This is the codebase for a web crawler that I have built to extract the residential listings available for renting in Singapore.
This web crawler can currently extract the following metrics of each listings.
- Property Name
- Property Type
- Address
- Number of Beds
- Nunber of Bathroom
- Rental
- Rental per square feet
- Completion Year
- Total Unit of the Project
- Building Tenure (Freehold or Leasehold)
- Amenities
- Key Details (Rules set by landlord and etc)
- Nearest MRT station and distance
- Basic Understanding in HTML Structure
- Python
- Basic Understanding of Shell command
This scraper was built using the scrapy framework in Python 3.7. You are required to install scrapy in order to run the scraper.
Pip:
pip install Scrapy
Conda:
conda install -c conda-forge scrapy
Otherwise, you can download the requirement.txt file and use the following code to install the packages stated.

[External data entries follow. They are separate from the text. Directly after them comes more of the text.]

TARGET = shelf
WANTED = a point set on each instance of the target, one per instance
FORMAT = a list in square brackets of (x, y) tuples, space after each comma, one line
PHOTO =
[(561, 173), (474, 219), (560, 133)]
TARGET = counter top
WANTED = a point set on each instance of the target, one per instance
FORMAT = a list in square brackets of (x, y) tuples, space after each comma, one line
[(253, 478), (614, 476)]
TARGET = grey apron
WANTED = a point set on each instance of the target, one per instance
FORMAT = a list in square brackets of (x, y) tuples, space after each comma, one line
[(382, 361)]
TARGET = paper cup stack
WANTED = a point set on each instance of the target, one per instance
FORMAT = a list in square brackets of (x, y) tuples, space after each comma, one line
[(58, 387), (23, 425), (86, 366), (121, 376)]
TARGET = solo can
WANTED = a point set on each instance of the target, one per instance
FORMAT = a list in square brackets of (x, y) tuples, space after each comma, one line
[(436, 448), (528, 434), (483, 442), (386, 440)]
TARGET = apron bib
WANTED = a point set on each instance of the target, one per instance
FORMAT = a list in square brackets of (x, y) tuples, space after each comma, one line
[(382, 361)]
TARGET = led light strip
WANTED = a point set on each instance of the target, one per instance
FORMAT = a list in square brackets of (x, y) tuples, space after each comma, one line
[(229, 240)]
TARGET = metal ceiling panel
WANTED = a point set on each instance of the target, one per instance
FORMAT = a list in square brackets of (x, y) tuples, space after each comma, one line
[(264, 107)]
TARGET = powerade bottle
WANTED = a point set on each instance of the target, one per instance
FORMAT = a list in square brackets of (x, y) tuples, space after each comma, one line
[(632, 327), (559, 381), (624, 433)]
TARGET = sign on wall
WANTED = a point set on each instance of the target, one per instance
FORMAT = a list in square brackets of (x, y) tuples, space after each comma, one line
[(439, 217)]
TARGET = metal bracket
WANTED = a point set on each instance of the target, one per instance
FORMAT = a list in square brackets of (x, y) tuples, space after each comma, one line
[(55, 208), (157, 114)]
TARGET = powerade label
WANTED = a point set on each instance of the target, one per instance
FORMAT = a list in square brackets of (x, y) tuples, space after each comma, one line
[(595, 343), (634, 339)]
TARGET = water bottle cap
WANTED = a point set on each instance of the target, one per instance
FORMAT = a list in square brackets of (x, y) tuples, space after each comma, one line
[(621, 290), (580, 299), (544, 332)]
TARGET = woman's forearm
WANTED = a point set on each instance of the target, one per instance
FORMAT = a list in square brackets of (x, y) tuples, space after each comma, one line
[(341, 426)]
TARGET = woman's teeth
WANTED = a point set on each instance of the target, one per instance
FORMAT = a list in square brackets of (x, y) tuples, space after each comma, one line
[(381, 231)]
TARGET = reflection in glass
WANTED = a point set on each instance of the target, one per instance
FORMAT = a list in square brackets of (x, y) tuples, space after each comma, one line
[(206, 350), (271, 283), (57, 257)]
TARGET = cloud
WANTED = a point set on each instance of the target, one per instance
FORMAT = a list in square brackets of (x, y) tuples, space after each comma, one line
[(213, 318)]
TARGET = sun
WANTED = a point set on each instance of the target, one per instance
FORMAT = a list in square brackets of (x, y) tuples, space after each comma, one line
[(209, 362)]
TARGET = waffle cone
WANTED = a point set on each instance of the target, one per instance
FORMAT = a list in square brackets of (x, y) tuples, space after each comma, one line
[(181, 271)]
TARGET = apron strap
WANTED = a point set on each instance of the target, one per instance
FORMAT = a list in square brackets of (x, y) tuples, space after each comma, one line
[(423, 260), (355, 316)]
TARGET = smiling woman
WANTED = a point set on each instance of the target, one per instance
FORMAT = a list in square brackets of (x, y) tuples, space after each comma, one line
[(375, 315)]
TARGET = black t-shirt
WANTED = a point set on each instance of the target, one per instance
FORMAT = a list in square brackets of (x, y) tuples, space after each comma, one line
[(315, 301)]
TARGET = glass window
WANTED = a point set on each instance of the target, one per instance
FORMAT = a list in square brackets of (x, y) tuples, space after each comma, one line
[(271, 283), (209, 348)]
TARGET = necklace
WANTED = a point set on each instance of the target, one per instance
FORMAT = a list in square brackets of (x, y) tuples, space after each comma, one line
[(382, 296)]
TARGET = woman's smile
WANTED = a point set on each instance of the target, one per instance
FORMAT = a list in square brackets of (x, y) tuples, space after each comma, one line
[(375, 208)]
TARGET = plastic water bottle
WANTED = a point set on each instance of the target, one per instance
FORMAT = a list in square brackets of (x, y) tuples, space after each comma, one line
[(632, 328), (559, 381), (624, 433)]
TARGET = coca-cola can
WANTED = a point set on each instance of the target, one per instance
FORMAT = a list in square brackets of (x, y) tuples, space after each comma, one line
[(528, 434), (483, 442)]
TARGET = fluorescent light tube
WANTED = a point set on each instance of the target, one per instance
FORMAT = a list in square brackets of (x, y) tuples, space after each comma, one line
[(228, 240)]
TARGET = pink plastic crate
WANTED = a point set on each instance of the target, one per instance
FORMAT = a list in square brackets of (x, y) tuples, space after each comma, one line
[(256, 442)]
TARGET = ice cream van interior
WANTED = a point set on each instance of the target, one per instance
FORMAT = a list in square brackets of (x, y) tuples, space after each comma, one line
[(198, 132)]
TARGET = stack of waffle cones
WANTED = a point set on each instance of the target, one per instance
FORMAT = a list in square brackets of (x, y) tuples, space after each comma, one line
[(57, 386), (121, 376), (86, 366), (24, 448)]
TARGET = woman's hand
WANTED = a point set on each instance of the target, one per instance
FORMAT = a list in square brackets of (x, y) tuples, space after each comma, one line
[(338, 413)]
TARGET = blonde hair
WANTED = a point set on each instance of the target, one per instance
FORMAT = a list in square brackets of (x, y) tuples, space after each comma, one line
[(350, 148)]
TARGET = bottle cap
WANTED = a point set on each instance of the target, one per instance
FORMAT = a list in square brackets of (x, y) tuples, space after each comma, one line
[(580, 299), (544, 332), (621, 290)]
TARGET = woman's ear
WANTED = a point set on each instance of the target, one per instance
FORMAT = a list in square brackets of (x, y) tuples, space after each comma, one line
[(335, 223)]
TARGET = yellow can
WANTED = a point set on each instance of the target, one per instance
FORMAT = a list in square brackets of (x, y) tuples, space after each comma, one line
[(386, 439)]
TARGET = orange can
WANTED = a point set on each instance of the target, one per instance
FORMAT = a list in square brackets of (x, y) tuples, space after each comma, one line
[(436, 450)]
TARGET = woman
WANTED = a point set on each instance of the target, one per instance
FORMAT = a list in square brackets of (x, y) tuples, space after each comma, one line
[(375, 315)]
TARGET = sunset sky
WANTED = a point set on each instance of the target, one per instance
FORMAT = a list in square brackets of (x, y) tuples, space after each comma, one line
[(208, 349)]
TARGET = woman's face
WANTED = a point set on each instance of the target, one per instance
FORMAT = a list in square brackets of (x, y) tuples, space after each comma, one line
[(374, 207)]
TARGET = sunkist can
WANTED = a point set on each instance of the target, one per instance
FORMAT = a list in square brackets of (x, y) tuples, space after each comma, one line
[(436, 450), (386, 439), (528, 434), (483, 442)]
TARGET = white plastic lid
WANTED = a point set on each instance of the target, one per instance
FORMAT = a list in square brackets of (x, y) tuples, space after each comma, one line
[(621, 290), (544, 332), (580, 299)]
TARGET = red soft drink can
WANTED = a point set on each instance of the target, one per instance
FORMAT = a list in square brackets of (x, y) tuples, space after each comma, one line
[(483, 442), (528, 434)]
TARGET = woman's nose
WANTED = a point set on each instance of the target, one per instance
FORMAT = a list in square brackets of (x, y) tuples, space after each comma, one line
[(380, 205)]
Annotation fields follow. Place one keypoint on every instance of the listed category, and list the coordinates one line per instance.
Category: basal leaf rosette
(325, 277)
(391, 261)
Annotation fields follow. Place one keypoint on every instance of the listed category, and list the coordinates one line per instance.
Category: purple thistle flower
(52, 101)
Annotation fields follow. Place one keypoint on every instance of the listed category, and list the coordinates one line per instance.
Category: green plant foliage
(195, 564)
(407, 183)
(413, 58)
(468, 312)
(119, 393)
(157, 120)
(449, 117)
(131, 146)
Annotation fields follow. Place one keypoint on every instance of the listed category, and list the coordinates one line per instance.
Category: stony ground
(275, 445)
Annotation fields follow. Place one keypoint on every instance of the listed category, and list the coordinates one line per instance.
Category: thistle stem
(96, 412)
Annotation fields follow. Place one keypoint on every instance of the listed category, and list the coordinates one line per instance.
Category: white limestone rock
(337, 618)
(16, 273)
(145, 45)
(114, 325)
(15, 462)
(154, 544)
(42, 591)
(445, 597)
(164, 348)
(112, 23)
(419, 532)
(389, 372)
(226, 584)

$ while read requirement; do conda install --yes $requirement; done < requirements.txt
$ while read requirement; do conda install --yes $requirement || pip install $requirement; done < requirements.txt
.
├── properties_data_2019-07-12T16-19-53.json
├── README.md
├── scrapy.cfg
└── sgpropbot
├── __init__.py
├── items.py
├── middlewares.py
├── pipelines.py
├── __pycache__
├── settings.py
└── spiders
├── __init__.py
├── properties.py
├── __pycache__
├── run.log
└── scrapy_shell_test_linkextractor.txt
In order to run the crawler, please navigate to the sgpropbot/spiders
folder and run the following command:
scrapy crawl properties
Or
scrapy runspider properties.py
The data output was set as JSON file format by default. However, this can be easily changed by amending the setting.py
. I have provided a sample of data output here.
Following up project, I will use the scraped data to:
- Provide a walkthrough on how to export data into database like MySQL or PostgreSQL
- Conduct an exploratory data analysis
- Make an interactive dashboard
- Building a rental prediction model
The most essential part of building a good scraper is to have a good understanding of the website layout so that you are able to extract the right item. The most effective way is through a selector (CSS or XPath) and for specific text extraction, you have to familiar with regex.